Slated for inauguration in March, Andhra Pradesh's new assembly complex in Amravati has been specially equipped with disruption-proof features.
Watching legislative assembly sessions across India is equal parts entertaining and traumatising. Loud calls of protest, desk-thumping, mike-wrenching, and accosting the speaker are some of the antics that agitated Assembly members often indulge in. The soon-to-be inaugurated Andhra Pradesh Assembly building hopes to find a solution to the ruckus.
Slated for inauguration in March, the new Amravati assembly complex has been specially equipped with disruption-proof features.

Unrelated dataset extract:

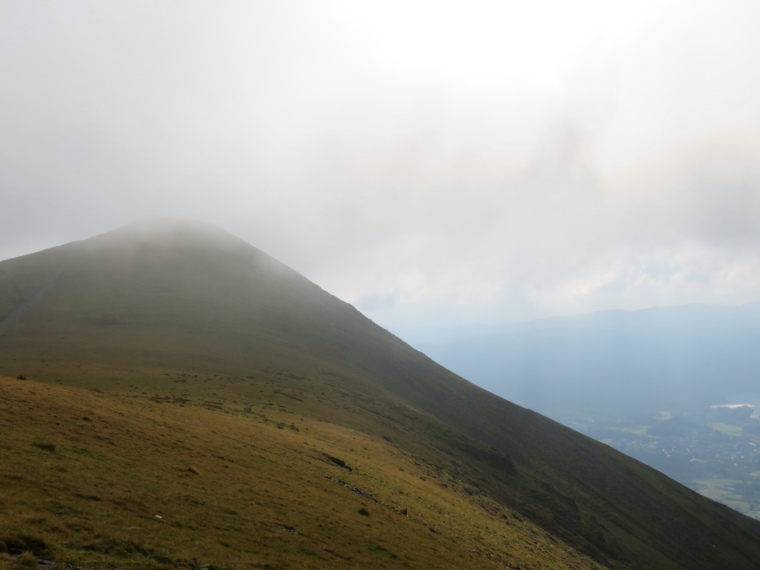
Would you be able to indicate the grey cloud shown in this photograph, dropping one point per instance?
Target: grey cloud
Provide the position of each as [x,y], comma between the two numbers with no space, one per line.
[494,192]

An AP Cabinet meeting in progress. Image for representation. Source: AP Gov
Constructed by L&T and Ms Shapoorji and Pallonji, the assembly buildings include mikes attached to sound-proof metal and fibre tables so that they can’t be damaged or snatched away. Connected to the Speaker’s table via Wi-Fi controls, these mikes also prevent members from speaking out of turn or without the Speaker’s permission.
Thumping matches don’t work either, what with the high-density tables that don’t make any noise. Additionally, a six-foot-tall podium separates the Speaker’s chair from the rest of the House. Members cannot surround the Speaker, but walk up to the chair through monitored passages.

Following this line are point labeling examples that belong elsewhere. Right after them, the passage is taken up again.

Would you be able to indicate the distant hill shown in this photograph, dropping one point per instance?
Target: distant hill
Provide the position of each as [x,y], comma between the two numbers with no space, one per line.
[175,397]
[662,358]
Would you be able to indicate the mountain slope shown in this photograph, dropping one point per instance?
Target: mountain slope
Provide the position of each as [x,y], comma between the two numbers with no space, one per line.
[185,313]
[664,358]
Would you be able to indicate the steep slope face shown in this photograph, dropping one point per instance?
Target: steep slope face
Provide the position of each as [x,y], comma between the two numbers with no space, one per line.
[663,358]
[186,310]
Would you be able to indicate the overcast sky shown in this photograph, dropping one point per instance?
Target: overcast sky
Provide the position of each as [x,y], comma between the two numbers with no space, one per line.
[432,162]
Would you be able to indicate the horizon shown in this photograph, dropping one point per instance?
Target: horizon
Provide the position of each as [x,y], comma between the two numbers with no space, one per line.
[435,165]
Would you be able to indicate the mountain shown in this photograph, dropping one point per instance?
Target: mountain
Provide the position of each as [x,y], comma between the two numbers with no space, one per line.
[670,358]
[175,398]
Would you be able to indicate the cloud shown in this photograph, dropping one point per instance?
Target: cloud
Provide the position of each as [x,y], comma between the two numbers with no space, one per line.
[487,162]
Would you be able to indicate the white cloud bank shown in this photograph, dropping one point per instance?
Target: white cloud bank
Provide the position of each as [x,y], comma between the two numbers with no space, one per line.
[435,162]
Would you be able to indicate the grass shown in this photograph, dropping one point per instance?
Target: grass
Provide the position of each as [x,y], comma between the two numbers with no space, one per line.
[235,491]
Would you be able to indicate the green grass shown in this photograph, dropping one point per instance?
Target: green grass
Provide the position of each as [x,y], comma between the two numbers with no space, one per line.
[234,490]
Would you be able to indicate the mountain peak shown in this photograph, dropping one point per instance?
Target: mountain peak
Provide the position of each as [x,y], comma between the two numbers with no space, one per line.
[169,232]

“You may not be able to see what all you witness in most of the legislative houses in the country and even abroad. In one way, it is infrastructure that is set to bring behavioural change among members, than the other way round,” an official told a Mumbai Mirror correspondent.
The inaugural session at the Amaravati assembly is likely to begin in the first week of March. The assembly complex will house the Legislative Assembly and Legislative Council.
Projects to develop Amravati into Andhra Pradesh’s new capital city are ongoing. The current secretariat and Assembly buildings are not permanent, and will be in tandem with the development of the rest of the capital over the years.
If these disruption-proof ideas are successful, this is certainly an idea we hope to see replicated in legislative assemblies all over India.